Jason Kaufman, a high school student from Westchester, NY, has been volunteering in the ICCI office for the past few weeks, meeting with and interviewing individuals involved in various aspects of ICCI’s work.  Here is his next interview, with Zuza Radzik, ICCI’s Polish student intern, who helped develop a special course about the relations between Jews and Poles.

Three years ago, Zuza Radzik, a Catholic student from Warsaw, Poland, was studying at the University of Notre Dame, and had no real intention or desire to come to Israel. Because of her interest in Christian/Jewish relations in Europe, her professor encouraged her to come to Israel.  Now, Zuza has lived here for three years and speaks Hebrew!

When ICCI started a Polish/Israeli conference two years ago, Zuza, impressed with the work that she seen, immediately wanted to get involved. She loved that the conference opened up the field of Jewish/Christian relations in Poland and Israel. Zuza helped expand the conferences, and then helped plan, in cooperation with the Polish Institute of Tel Aviv, a year long course about Poland at ICCI: “Encountering Poland: Relations between Jews and Poles – Religious, Historical, and Social Dimensions.” The program is meant mostly for guides of high school groups to be ready to take groups to Poland and understand Jewish life there. Zuza hopes the course will continue after she leaves this fall, as this has been the first year the program has been carried out.

Zuza spoke about a newfound interest in Jewish culture in Poland. Students are beginning to want to study Yiddish, and now few students finish the University of Warsaw without taking some courses on Judaism. Zuza explained how students learn about Judaism and begin to relate it to themselves. Students are suddenly discovering that their small hometowns have Jewish histories. Zuza explained that this trend is bringing an interest in Christian/Jewish relations; however, the Jewish population in Poland is so small today that it is mostly theoretical.

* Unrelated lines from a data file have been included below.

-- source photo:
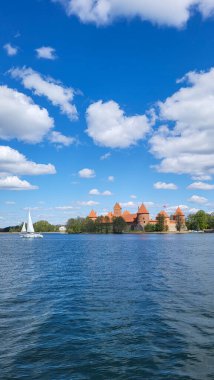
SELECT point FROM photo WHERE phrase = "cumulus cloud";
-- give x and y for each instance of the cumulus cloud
(129, 204)
(98, 192)
(186, 146)
(15, 183)
(87, 203)
(10, 50)
(172, 209)
(59, 139)
(13, 162)
(21, 118)
(53, 90)
(165, 12)
(46, 52)
(64, 208)
(87, 173)
(108, 126)
(105, 156)
(198, 199)
(200, 186)
(165, 186)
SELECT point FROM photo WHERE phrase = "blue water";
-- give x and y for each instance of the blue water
(107, 307)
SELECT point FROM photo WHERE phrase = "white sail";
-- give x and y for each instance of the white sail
(24, 228)
(30, 228)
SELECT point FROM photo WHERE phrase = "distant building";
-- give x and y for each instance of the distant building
(62, 229)
(142, 217)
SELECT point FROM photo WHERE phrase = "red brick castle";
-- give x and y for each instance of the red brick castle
(142, 217)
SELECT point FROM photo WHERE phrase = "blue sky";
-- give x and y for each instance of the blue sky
(122, 89)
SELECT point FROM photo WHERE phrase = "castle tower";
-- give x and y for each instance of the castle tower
(166, 217)
(117, 210)
(92, 215)
(143, 216)
(179, 216)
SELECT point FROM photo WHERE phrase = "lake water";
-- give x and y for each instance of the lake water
(107, 307)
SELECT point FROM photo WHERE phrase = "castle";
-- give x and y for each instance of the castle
(142, 217)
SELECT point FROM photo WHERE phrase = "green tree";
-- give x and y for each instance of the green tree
(119, 225)
(198, 221)
(75, 226)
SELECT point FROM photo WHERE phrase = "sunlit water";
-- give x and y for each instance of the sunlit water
(107, 307)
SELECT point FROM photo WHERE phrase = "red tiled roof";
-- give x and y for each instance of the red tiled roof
(117, 205)
(142, 210)
(129, 218)
(163, 213)
(179, 212)
(126, 212)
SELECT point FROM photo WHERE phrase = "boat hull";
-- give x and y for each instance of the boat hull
(32, 236)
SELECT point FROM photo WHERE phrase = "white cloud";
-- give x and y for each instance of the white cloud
(15, 183)
(94, 192)
(165, 186)
(105, 156)
(87, 203)
(106, 193)
(57, 138)
(64, 207)
(87, 173)
(98, 192)
(46, 52)
(174, 13)
(202, 177)
(54, 91)
(108, 126)
(200, 186)
(198, 199)
(172, 209)
(13, 162)
(21, 118)
(11, 50)
(187, 146)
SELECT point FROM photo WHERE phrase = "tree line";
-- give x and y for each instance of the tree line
(199, 221)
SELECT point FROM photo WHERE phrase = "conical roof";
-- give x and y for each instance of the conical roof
(179, 212)
(142, 210)
(163, 213)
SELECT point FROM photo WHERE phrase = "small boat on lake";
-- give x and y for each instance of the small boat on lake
(29, 232)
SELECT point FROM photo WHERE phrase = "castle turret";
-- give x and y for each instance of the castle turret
(179, 216)
(166, 217)
(143, 216)
(92, 215)
(117, 210)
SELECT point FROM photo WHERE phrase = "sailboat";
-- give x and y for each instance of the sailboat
(29, 232)
(23, 230)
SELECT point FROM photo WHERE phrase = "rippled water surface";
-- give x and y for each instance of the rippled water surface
(107, 307)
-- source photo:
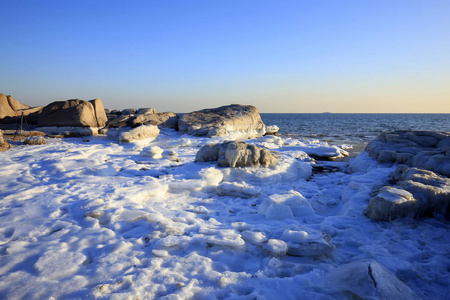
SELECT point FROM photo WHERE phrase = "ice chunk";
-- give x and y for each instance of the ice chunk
(279, 211)
(307, 242)
(57, 265)
(368, 280)
(391, 203)
(153, 152)
(238, 189)
(276, 247)
(289, 205)
(254, 237)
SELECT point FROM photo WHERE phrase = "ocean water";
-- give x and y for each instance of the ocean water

Zuza’s favorite part about working at the ICCI has been meeting the people who work there. Zuza came to Israel knowing no one, and immediately found a circle of people at ICCI similar to the circle of friends she previously had, all with an interest in global issues. When Zuza returns to Poland at the end of the summer, she plans to continue pursuing a PhD in Christian/Jewish relations at the University of Warsaw. She will write her thesis about how the thoughts surrounding the Christians’ accusation of Jews for the death of Christ have changed from antiquity to the present.